I have noticed that the tone of the workhouse, though perfectly tolerant and liberal, is inclined to scepticism, in spite of the vast preponderance of the Church of England (C. of E.) in the "Creed Book."
"Let her wander, then," retorted another orthodox member; "she ain't got much to comfort her 'ere below—the work'us ain't exactly a paradise. For Gawd's sake leave 'er 'er 'eaven and 'er scarlet geraniums."

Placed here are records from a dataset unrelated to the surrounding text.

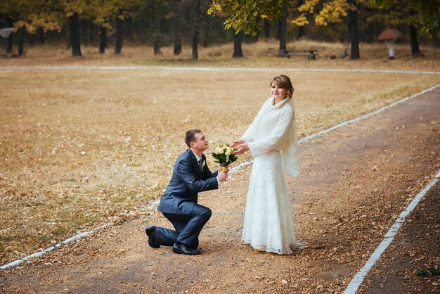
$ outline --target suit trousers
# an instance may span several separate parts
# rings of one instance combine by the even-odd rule
[[[212,213],[209,208],[197,203],[194,205],[191,213],[188,215],[162,212],[176,230],[156,226],[156,244],[172,246],[178,241],[197,249],[199,246],[199,234],[203,226],[209,220]]]

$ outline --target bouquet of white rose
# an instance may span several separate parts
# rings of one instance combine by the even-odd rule
[[[236,148],[232,148],[228,143],[220,144],[214,149],[212,157],[216,160],[216,162],[220,165],[219,171],[224,172],[225,167],[238,159],[238,156],[233,154],[236,151]]]

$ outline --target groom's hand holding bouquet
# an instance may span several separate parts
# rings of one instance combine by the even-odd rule
[[[214,149],[212,153],[212,157],[215,159],[214,162],[220,165],[219,172],[228,172],[229,168],[228,166],[238,159],[238,156],[234,154],[237,149],[228,143],[220,144]]]

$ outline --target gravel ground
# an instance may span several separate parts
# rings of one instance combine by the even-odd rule
[[[202,255],[149,248],[143,226],[170,226],[153,210],[147,218],[0,272],[1,292],[341,293],[401,211],[440,170],[439,97],[435,90],[302,146],[302,176],[287,184],[297,235],[308,249],[280,256],[240,243],[247,166],[221,190],[201,195],[200,203],[213,211],[200,236]],[[438,185],[363,291],[380,292],[381,285],[393,283],[406,285],[403,291],[438,292],[438,279],[411,276],[415,268],[439,266],[438,244],[428,245],[439,240],[438,209],[431,210],[436,202]]]

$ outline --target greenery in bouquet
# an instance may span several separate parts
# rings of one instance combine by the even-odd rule
[[[224,170],[225,167],[238,159],[238,156],[233,154],[236,151],[236,148],[232,148],[228,143],[220,144],[215,148],[212,154],[214,161],[220,165],[220,171]]]

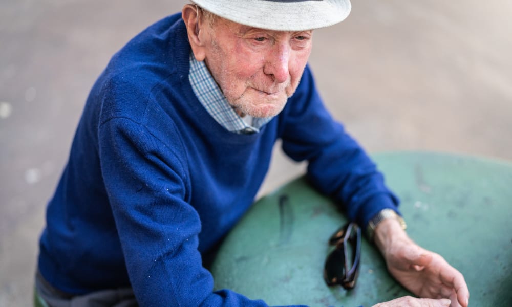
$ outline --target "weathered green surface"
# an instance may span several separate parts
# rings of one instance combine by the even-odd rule
[[[464,274],[473,306],[512,306],[512,164],[432,153],[374,157],[401,200],[408,232]],[[280,206],[279,199],[289,201]],[[346,221],[299,178],[258,201],[231,232],[212,268],[216,289],[271,305],[372,306],[409,293],[364,243],[355,289],[322,278],[327,240]]]

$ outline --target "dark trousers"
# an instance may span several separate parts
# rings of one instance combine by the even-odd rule
[[[106,289],[73,295],[55,288],[38,272],[35,276],[34,307],[137,307],[131,288]]]

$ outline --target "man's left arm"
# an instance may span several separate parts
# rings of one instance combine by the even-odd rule
[[[391,274],[420,297],[449,298],[452,307],[467,307],[470,293],[462,274],[438,254],[415,243],[397,219],[375,228],[375,245]]]
[[[325,108],[308,67],[291,99],[281,115],[282,147],[294,160],[308,161],[312,184],[339,201],[348,217],[363,229],[382,210],[399,214],[398,200],[375,164]],[[467,306],[469,292],[462,275],[411,240],[398,219],[389,220],[379,223],[374,234],[391,274],[417,295],[456,295],[452,306]]]

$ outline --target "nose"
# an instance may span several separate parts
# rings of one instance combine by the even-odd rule
[[[274,47],[269,51],[263,72],[273,76],[275,82],[283,83],[288,80],[290,74],[291,48],[286,43],[276,44]]]

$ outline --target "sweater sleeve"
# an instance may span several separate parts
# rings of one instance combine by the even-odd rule
[[[398,212],[398,200],[382,174],[326,109],[307,67],[292,99],[282,127],[283,149],[296,161],[308,161],[312,184],[340,202],[349,218],[360,225],[382,209]]]
[[[266,306],[230,290],[213,292],[198,250],[199,216],[186,200],[187,167],[175,148],[124,118],[102,124],[99,138],[102,175],[139,305]]]

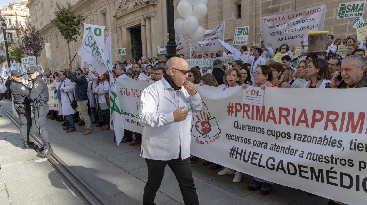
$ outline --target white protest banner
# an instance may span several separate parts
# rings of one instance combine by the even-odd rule
[[[357,29],[360,27],[361,27],[366,25],[366,22],[362,18],[362,17],[356,17],[354,18],[354,21],[353,21],[353,28],[355,29]]]
[[[264,41],[266,47],[279,47],[286,42],[298,45],[308,32],[324,30],[325,4],[289,13],[261,17]]]
[[[363,15],[366,3],[366,1],[360,1],[339,4],[337,18],[361,17]]]
[[[117,80],[127,129],[141,133],[138,96],[148,83]],[[191,113],[192,154],[327,198],[365,204],[366,109],[363,103],[345,106],[356,96],[367,100],[364,88],[266,88],[260,107],[243,103],[240,87],[195,88],[203,108]],[[292,100],[275,100],[280,98]],[[316,107],[311,98],[319,99]]]
[[[229,43],[224,41],[222,40],[219,40],[219,42],[221,42],[222,45],[225,48],[227,48],[227,50],[233,54],[235,57],[235,60],[238,60],[240,59],[240,56],[241,56],[241,52],[237,50],[237,48],[232,46],[232,45],[229,44]]]
[[[48,105],[48,109],[50,110],[58,110],[59,100],[57,99],[57,95],[55,93],[55,91],[52,90],[52,87],[54,86],[52,84],[47,85],[47,88],[48,89],[48,102],[47,104]]]
[[[225,65],[228,62],[232,62],[235,59],[233,56],[226,56],[219,58],[197,58],[196,59],[186,59],[186,61],[189,64],[189,67],[192,67],[196,66],[199,66],[200,70],[203,67],[209,67],[213,65],[213,62],[215,60],[219,59],[223,62]]]
[[[98,19],[97,19],[97,22],[98,22]],[[94,24],[88,24],[87,23],[83,23],[83,26],[84,28],[84,30],[83,32],[83,38],[82,39],[82,42],[84,41],[89,31],[91,31],[92,33],[94,35],[94,39],[97,41],[97,43],[98,44],[99,48],[102,48],[103,46],[105,40],[105,28],[106,26],[98,26]],[[90,62],[88,62],[85,59],[81,58],[81,63],[84,62],[87,62],[89,66],[89,69],[91,70],[95,70],[95,69],[93,67]]]
[[[28,56],[28,62],[29,64],[29,67],[35,67],[37,68],[37,64],[36,62],[36,56]]]
[[[143,133],[143,126],[139,121],[140,95],[144,88],[156,81],[116,78],[115,85],[122,120],[125,129]]]
[[[112,34],[110,32],[106,44],[102,52],[102,57],[107,68],[107,71],[110,75],[110,79],[113,79],[112,74],[113,66],[112,62],[112,45],[111,43]],[[114,130],[116,137],[116,143],[118,146],[124,137],[124,129],[125,124],[121,116],[121,109],[120,109],[120,103],[117,97],[117,89],[116,84],[113,80],[110,81],[110,128]]]
[[[77,52],[80,58],[91,65],[98,74],[102,75],[107,68],[102,59],[100,46],[96,41],[94,35],[90,30]]]
[[[46,58],[49,59],[52,58],[51,55],[51,46],[49,43],[45,44],[45,50],[46,51]]]
[[[205,30],[204,37],[194,43],[195,50],[201,52],[221,49],[222,44],[218,40],[224,40],[225,26],[224,21],[212,30]]]
[[[236,27],[235,29],[235,37],[233,38],[233,45],[246,45],[248,40],[249,26]]]
[[[186,51],[187,50],[186,44],[185,43],[184,36],[179,34],[175,39],[176,41],[176,51],[178,52],[180,51]],[[160,46],[158,45],[157,48],[158,50],[158,54],[166,54],[167,53],[167,49],[165,46]]]

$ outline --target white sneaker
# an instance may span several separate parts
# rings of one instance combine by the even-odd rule
[[[233,182],[236,183],[239,182],[241,182],[241,180],[242,179],[243,177],[243,174],[240,172],[236,172],[235,173],[235,178],[233,178]]]
[[[218,172],[218,175],[223,176],[228,174],[233,174],[234,173],[235,171],[233,169],[225,167],[224,169],[222,169]]]

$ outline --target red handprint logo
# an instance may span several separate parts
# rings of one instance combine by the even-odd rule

"One thing, ma'am, as pleased her was some dirty old lace one of the lidies brought for her one afternoon. She was just as 'appy as most females are with a babby, a-fingering of it and calling it all manner of queer names. There isn't a sight of old lace knocking about 'ere," and her one eye twinkled merrily; "I guess we lidies willed it all away to our h'ancestry afore seeking retirement. Our gowns aren't hexactly trimmed with priceless guipure, though there's some fine 'and embroidery on my h'apern," and she thrust the coarsely darned linen between the delicate fingers.
"Garn!—they're always a-kiddin' of me. Yes, ma'am, I love to feel real lace; I can still tell them all by the touch—Brussels and Chantilly and Honiton and rose-point; it reminds me of the lovely things I used to mend up for the ladies to go to see the Queen in."